In letters to six special purpose acquisition companies ("SPACs"), Senators Elizabeth Warren (D-MA), Sherrod Brown (D-OH), Tina Smith (D-MN) and Chris Van Hollen (D-MD) raised concerns over "misaligned" investor and sponsor interests under the SPACs structure. The Senators stated that the letters are intended to request information "about your use of SPACs in order to understand what sort of Congressional or regulatory action may be necessary to better protect investors and market integrity and ensure a fair, orderly, and efficient marketplace." The letters were also sent to SEC Chair Gary Gensler and FINRA President and CEO Robert W. Cook.
In their letters, the Senators questioned the growth of the SPAC market and the structure of SPACs, which they claimed is skewed in favor of large institutional investors. The Senators expressed concern that SPAC sponsors may not conduct adequate due diligence on merger targets or may agree to a deal that is not in the best interest of the SPAC's investors due to the two-year time limit for SPAC sponsors to acquire or merge with a private company. The Senators noted that SPAC sponsors are not required to provide the same disclosures as firms seeking to go public in a traditional initial public offering.
The Senators pointed out that SPAC sponsors "make, on average, several times their initial investment" regardless of the performance of the company they take public. Moreover, the Senators cited statistics from a J.P. Morgan report indicating that on average, a SPAC sponsor may receive returns of 958 percent, while an investor selling the investor's stock and warrants immediately before a merger may average a 40 percent return. In contrast, the Senators observed that "the average one-year return following a merger was -15.6%."
The Senators sought information from the six SPAC creators regarding, among other things:
- their relationship with, including investments in and labor provided to, the SPACs;
- their communications with potential or existing investors as to (i) investment solicitation, (ii) the performance of the SPACs and (iii) proposed acquisition or merger voting;
- how the creator is compensated;
- potential conflicts of interest; and
- legal or regulatory action taken against themselves, a SPAC and its target company or the merged company.
The letters are generally identical except for paragraphs tailored to a description of negative events as to each specific SPAC.
The issues raised by the letter - particularly as to conflicts of interest and disclosure - are matters of genuine policy concern and are not going to go away.
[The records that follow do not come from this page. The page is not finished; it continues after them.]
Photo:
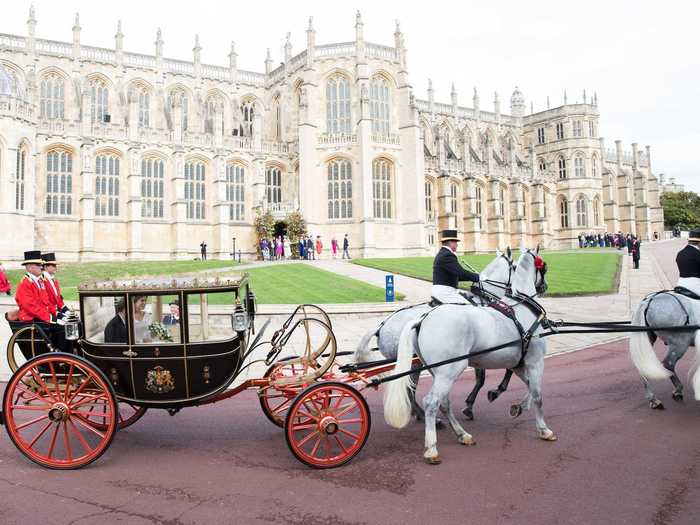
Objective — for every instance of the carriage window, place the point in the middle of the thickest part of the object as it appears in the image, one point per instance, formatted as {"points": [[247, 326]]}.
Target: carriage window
{"points": [[209, 316], [156, 319], [104, 319]]}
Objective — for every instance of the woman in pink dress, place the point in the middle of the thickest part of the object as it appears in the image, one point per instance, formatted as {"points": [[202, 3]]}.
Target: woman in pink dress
{"points": [[279, 251]]}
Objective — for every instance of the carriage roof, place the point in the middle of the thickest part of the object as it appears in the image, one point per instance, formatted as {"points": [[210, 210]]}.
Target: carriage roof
{"points": [[226, 283]]}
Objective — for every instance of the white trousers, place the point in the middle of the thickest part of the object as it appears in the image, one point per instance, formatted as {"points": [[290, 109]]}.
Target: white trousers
{"points": [[691, 283], [447, 294]]}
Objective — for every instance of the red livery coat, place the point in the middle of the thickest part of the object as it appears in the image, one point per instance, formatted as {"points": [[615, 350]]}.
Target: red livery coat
{"points": [[4, 283], [54, 296], [33, 302]]}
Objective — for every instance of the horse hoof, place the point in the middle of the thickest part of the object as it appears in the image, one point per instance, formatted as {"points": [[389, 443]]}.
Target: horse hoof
{"points": [[467, 440], [433, 460], [547, 435]]}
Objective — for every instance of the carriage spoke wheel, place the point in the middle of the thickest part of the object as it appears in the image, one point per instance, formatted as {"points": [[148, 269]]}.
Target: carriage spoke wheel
{"points": [[276, 399], [327, 425], [69, 420], [128, 414]]}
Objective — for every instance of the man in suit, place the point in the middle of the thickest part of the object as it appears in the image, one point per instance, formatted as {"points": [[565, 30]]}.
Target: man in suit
{"points": [[688, 261], [447, 272], [53, 289], [115, 331], [346, 246]]}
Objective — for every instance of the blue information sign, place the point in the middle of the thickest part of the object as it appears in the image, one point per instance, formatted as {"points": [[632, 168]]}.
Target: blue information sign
{"points": [[389, 288]]}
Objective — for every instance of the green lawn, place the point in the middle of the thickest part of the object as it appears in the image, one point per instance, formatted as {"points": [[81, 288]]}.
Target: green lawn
{"points": [[276, 284], [301, 283], [568, 273]]}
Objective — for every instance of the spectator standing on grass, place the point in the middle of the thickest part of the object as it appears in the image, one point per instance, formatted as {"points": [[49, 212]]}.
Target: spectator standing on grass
{"points": [[302, 247], [636, 245], [334, 247], [319, 246], [5, 286], [310, 248], [346, 246]]}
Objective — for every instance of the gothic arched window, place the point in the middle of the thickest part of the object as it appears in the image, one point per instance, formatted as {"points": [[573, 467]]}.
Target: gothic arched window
{"points": [[152, 187], [382, 192], [99, 97], [195, 193], [273, 185], [581, 212], [339, 189], [52, 97], [563, 213], [380, 105], [235, 191], [338, 105], [59, 183], [106, 185], [562, 168]]}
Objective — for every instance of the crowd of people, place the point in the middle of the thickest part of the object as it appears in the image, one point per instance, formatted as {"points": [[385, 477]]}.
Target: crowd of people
{"points": [[280, 248], [617, 240]]}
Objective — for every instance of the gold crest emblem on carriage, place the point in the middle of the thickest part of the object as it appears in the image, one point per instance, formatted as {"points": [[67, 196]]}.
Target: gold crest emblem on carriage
{"points": [[159, 381]]}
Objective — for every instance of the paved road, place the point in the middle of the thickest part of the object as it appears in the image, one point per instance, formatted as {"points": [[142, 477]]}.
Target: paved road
{"points": [[616, 461]]}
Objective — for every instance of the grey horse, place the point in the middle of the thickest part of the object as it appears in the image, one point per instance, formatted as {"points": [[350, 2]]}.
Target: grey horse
{"points": [[665, 309], [495, 279], [463, 331]]}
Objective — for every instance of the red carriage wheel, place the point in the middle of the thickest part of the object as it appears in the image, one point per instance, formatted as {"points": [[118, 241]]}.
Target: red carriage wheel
{"points": [[128, 415], [327, 425], [60, 411]]}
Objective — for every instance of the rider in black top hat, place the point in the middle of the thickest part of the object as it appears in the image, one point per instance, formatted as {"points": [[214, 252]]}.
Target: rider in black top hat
{"points": [[688, 261], [447, 272]]}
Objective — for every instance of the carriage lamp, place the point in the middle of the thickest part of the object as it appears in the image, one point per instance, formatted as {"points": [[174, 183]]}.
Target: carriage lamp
{"points": [[239, 319], [72, 328]]}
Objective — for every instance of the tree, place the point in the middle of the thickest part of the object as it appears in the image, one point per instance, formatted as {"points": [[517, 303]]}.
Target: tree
{"points": [[264, 228], [681, 209], [296, 228]]}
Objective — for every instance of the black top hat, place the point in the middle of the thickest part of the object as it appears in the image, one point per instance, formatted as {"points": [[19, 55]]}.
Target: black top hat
{"points": [[32, 257], [49, 258], [448, 235]]}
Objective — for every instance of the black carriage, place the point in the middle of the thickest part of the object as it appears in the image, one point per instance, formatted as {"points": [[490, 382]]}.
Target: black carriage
{"points": [[169, 344]]}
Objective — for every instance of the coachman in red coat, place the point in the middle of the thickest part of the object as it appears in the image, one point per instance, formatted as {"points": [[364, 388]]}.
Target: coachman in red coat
{"points": [[31, 296], [53, 290]]}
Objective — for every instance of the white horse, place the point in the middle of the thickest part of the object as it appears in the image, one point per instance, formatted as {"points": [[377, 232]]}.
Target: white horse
{"points": [[451, 331], [495, 279], [665, 309]]}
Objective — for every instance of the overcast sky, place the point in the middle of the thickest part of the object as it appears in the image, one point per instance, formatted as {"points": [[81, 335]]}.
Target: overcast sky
{"points": [[640, 56]]}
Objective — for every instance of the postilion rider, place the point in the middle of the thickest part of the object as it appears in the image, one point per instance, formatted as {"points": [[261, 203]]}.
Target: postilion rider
{"points": [[688, 261], [447, 272], [33, 300], [53, 289]]}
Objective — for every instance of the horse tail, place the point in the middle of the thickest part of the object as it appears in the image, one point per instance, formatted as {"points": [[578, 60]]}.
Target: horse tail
{"points": [[362, 352], [641, 351], [397, 398], [696, 367]]}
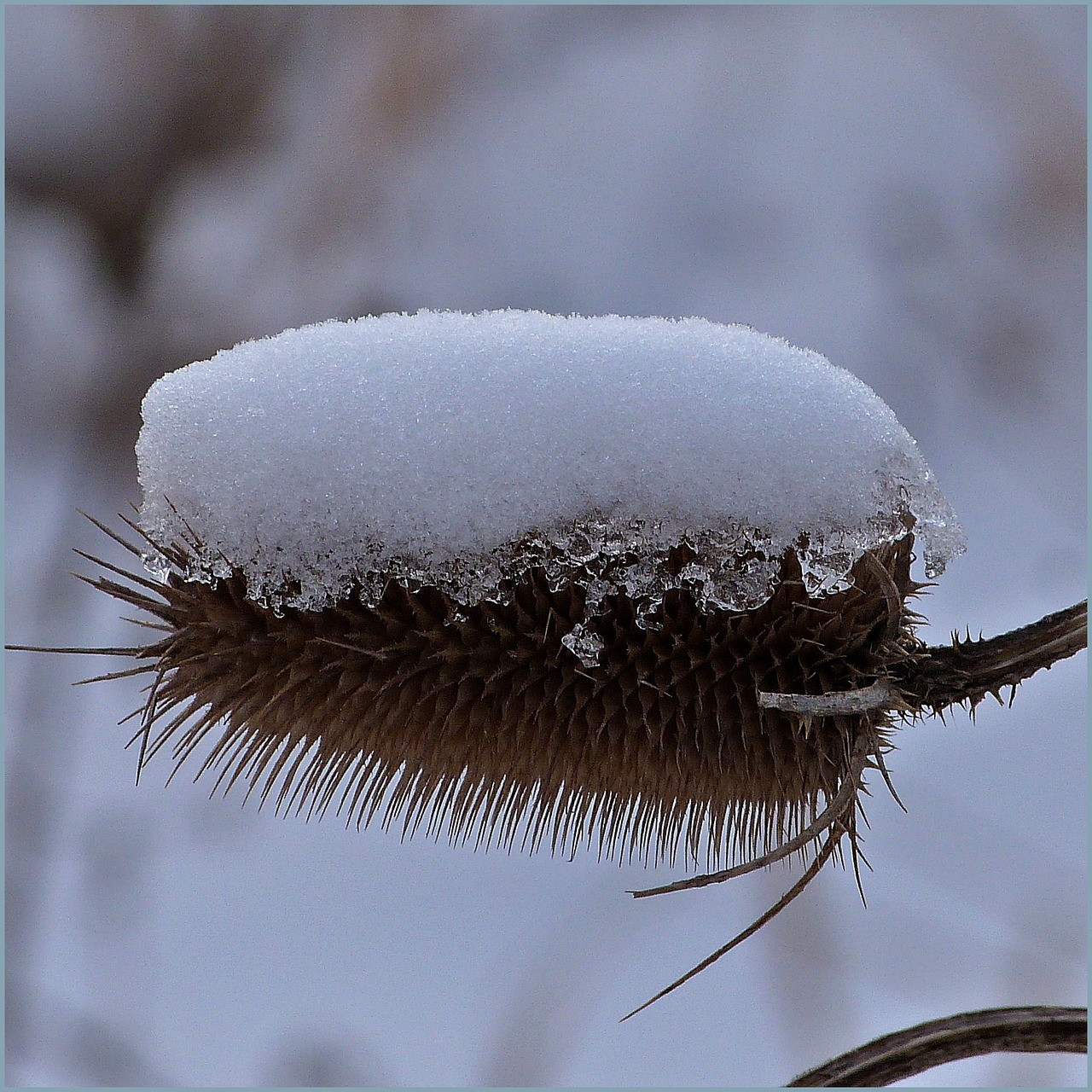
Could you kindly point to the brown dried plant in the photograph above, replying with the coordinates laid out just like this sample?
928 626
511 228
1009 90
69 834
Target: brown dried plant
713 735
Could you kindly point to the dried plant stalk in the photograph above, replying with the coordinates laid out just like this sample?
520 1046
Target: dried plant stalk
1037 1029
709 734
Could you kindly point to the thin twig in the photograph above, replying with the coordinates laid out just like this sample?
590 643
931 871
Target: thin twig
1037 1029
868 699
967 671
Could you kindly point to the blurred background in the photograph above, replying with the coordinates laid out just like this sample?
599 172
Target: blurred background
902 189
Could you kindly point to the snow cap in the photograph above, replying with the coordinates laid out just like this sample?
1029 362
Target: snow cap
459 449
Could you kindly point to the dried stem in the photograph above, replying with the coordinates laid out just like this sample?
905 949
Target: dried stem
967 671
1033 1030
938 677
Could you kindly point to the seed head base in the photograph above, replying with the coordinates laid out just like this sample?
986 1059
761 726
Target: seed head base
479 724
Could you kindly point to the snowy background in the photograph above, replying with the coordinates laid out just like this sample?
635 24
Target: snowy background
901 189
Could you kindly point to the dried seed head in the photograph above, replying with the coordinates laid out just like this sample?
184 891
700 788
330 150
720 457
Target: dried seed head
626 584
480 724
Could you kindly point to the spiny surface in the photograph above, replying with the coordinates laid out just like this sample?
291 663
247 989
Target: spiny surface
480 724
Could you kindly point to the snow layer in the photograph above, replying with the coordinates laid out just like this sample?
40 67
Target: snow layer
459 449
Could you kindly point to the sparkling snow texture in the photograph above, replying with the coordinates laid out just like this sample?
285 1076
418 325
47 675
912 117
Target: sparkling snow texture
461 449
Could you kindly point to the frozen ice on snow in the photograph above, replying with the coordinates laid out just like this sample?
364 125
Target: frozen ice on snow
457 449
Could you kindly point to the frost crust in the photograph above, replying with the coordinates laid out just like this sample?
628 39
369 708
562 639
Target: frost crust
461 450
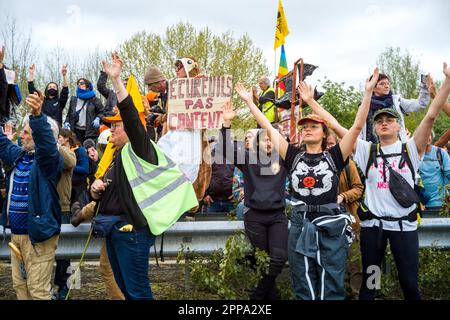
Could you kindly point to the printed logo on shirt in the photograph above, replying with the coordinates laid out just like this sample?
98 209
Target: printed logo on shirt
385 185
275 168
314 181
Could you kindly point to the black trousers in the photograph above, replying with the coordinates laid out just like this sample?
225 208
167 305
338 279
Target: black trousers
405 249
268 231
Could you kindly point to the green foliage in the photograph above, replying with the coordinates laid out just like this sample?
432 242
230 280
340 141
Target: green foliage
434 276
341 102
216 54
402 70
227 273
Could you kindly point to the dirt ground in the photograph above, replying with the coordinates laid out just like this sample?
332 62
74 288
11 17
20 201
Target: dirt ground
167 281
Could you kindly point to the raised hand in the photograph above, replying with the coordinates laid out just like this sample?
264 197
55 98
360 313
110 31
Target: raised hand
245 95
64 70
228 112
446 70
9 132
431 87
2 55
114 69
34 101
306 92
372 81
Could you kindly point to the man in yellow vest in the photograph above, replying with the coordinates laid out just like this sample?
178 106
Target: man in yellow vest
140 180
265 101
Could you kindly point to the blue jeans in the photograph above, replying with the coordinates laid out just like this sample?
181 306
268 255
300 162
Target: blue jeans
220 206
317 272
61 274
128 253
240 211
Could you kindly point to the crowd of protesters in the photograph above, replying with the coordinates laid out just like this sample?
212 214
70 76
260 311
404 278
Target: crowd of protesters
110 163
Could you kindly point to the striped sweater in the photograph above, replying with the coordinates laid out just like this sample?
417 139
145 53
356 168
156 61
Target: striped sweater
18 205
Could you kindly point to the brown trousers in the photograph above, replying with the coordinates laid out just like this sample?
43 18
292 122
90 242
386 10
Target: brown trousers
38 261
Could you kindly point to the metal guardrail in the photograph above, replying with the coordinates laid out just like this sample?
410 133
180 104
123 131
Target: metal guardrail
203 237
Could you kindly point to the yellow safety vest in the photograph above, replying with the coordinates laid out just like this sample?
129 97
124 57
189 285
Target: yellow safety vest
162 192
268 108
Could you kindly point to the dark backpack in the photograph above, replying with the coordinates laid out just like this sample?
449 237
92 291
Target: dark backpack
401 190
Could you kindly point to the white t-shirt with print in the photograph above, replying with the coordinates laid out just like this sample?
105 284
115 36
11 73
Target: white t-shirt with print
378 197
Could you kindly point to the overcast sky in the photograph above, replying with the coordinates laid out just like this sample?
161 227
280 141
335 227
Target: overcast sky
342 37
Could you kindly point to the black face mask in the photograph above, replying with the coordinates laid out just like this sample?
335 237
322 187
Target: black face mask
52 92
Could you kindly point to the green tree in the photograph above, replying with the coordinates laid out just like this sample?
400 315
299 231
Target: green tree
402 70
217 54
340 101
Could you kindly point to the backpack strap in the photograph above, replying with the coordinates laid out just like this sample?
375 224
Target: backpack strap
373 152
297 159
407 159
330 161
347 173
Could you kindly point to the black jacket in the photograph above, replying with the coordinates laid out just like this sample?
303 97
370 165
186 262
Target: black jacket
109 94
264 188
119 190
221 185
53 107
94 108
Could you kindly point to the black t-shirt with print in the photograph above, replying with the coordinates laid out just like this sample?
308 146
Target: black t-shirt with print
313 181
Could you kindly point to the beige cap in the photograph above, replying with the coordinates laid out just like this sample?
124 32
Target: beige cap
153 75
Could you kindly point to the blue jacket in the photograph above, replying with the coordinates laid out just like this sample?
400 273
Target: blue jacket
434 179
44 211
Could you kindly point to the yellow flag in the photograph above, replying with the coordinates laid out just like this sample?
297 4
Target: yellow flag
282 29
133 90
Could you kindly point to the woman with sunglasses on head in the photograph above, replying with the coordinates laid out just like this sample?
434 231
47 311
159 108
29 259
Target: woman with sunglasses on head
384 215
383 98
85 112
318 242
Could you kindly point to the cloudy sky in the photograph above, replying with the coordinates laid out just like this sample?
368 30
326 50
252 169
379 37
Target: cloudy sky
342 37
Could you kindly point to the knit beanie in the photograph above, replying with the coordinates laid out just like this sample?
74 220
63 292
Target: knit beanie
153 75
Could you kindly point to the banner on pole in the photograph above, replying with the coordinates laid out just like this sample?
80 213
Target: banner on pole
197 103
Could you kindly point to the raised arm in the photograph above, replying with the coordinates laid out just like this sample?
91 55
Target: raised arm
279 143
64 96
348 142
424 130
134 128
307 94
46 150
349 137
101 84
31 71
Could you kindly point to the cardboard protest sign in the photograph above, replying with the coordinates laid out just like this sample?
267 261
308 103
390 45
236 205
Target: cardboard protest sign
197 103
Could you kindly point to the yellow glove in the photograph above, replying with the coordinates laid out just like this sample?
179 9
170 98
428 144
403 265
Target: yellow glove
127 228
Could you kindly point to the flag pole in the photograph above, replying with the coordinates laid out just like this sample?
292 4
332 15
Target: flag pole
275 64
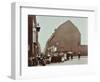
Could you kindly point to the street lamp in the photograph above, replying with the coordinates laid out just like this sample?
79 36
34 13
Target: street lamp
37 27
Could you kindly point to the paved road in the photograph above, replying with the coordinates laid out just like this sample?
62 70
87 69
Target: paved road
82 60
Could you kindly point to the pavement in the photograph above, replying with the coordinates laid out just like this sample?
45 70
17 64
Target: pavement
74 61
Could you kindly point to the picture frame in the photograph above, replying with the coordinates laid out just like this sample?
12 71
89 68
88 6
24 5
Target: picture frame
19 66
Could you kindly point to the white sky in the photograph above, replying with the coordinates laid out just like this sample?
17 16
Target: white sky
49 23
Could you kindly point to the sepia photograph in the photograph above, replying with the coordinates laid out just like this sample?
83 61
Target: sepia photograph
57 40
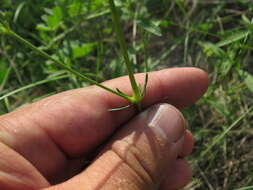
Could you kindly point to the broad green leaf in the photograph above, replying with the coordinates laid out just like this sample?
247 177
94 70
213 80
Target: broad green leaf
233 38
151 26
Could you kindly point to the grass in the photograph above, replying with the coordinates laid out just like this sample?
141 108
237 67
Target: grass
213 35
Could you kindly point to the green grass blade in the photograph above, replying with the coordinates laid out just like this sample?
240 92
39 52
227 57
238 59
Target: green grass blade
225 132
32 85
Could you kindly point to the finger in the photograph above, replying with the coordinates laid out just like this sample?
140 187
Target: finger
140 154
178 176
74 122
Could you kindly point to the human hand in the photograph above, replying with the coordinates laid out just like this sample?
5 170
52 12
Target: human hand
48 142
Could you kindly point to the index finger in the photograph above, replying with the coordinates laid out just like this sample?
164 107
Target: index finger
76 121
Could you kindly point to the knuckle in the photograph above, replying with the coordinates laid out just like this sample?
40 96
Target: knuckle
132 156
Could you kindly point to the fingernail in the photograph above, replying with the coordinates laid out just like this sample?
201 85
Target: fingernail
167 121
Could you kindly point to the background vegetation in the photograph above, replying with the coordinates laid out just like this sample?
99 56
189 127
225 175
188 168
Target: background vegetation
215 35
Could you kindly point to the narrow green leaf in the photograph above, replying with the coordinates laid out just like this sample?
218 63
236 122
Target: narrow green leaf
151 26
249 82
233 38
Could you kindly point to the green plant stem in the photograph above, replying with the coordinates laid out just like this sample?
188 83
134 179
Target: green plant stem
137 97
45 55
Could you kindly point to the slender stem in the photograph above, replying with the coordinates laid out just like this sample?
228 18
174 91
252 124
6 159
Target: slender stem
44 54
115 17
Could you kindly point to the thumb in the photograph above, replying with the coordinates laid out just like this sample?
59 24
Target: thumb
140 154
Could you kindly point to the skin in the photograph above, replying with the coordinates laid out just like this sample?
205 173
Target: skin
47 144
The financial industry should work with legislators and regulators to craft improvements in the laws governing SPACs.
Legislators and regulators might also consider whether some degree of self-criticism is in order as to the costs that they have imposed on ordinary initial public offerings of securities. These costs are at least partially responsible for private companies seeking alternatives to IPOs to raise money, whether those alternatives are going public through a SPAC or being acquired by a larger established company.